I’ve always done my own IT support for work as long as I can remember. My first real paying job was at Johns Hopkins, where I took over a loosely-organized island of Macs and learned how to optimize, upgrade, and network them all until they were singing in harmony. For a lot of reasons that was my favorite part of that job, actually. From there I took my skills and applied them to various situations, inside bastions of PC’s or design firms filled with Macs—but rarely did I ever need to call on the IT department. At my current gig the whole backend system is a Microsoft implementation, and despite their assurances my Macs would be fine using Sharepoint (“it’s just as good as Dropbox!”) Teams (“it’s just as good as Slack!”) Onedrive (“it’s just as good as Dropbox!”) or whatever service they rolled out, the reality never met up with the promise. There was always some reason why their service wouldn’t work correctly: it completely brought my Mac to a crawl, files got corrupted on their way back to my machine, or there wasn’t enough space on the Sharepoint drive and I was always having to ask them to give me more space.
They fielded a SSO system through a kernel-level nannyware system that’s now keyed to the serial numbers of the company Macs they’ve issued, which means that if I wanted to upgrade them anywhere past MacOS 10.14 the nannyware would immediately take over and install itself automatically, without any option to bypass. I held off for as long as I could but they’ve now got the wireless network in the office tied to SSO as well as printing and a bunch of other services I can’t do without, so I bit the bullet and upgraded my work machine to MacOS 13.3 a few weeks ago. On Friday I had to update my password, which worked fine from Mom’s house.
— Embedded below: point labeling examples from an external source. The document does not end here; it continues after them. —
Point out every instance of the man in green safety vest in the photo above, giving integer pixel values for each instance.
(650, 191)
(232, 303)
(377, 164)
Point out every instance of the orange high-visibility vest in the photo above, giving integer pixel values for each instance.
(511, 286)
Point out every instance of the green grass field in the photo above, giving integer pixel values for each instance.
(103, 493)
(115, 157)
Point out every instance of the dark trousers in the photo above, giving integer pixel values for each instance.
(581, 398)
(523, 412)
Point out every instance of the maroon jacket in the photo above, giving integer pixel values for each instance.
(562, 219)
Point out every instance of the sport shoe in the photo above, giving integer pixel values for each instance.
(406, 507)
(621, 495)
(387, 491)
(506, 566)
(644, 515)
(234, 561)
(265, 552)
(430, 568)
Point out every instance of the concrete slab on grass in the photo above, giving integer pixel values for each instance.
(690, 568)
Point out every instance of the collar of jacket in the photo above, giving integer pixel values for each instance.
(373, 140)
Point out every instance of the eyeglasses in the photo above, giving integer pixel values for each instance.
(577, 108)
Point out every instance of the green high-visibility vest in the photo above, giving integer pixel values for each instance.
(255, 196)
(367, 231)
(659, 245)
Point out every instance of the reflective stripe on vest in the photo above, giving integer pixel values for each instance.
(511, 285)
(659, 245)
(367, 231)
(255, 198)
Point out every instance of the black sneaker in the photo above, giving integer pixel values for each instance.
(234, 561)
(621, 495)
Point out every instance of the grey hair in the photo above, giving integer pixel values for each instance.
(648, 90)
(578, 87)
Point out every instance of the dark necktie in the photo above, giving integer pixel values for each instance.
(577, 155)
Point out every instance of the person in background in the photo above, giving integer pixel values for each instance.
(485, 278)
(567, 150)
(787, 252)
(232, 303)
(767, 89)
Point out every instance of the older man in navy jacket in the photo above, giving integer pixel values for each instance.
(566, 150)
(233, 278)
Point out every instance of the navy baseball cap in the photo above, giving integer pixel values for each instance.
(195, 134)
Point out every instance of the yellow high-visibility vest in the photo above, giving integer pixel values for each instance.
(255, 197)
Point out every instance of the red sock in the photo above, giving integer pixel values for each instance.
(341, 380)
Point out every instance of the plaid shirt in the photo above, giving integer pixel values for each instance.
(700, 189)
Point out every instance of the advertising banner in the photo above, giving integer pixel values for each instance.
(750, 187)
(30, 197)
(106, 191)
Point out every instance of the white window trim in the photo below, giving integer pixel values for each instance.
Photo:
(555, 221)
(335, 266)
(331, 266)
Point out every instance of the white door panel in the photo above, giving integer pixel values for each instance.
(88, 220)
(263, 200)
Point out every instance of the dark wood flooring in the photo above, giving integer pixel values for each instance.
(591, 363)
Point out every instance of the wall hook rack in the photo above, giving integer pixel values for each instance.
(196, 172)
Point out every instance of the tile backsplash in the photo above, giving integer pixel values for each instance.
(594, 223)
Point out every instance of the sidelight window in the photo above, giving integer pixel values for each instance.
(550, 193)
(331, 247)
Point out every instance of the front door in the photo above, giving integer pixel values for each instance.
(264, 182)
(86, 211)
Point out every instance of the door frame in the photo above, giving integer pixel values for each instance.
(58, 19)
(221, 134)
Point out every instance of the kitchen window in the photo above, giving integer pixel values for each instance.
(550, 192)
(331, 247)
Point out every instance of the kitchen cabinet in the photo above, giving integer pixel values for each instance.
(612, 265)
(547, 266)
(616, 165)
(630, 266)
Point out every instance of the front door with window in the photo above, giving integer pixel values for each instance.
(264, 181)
This morning I’ve been locked in an endless loop where I can’t access my machine to access the reset to access my machine, which is the definition of modern technological stupidity.
The modern OS is very nice, and has taken some getting used to, but I like it. Things are peppier, the browsers work better, and there’s some software I use that I’m now able to upgrade to a modern version. The nannyware is there, and I have to use a secondary login to install apps on my own machine (grrrr) but generally speaking it’s OK.
With that experience fresh in my mind, it’s probably time to upgrade my personal machine—a 10-year-old Macbook Pro running a 5-year-old OS. Once I’ve finished paying off our vacation trip, I’m going to bite the bullet and buy my first personal Mac in 13 years. I’ve got it narrowed down to either a 13″ or 15″ M2 MacBook Air. Everything I’ve read says there’s not much point in paying the extra money for a Pro, and nothing I do on my personal machine requires the extra cost. Plus I’ll be able to pair it with my watch and use Sidecar to work more closely with my iPad on illustrations, which I’ve not done much with lately. And I was able to get a sweetheart deal on a lifetime Microsoft Office account for $60 a few weeks ago, which won’t run on this old machine.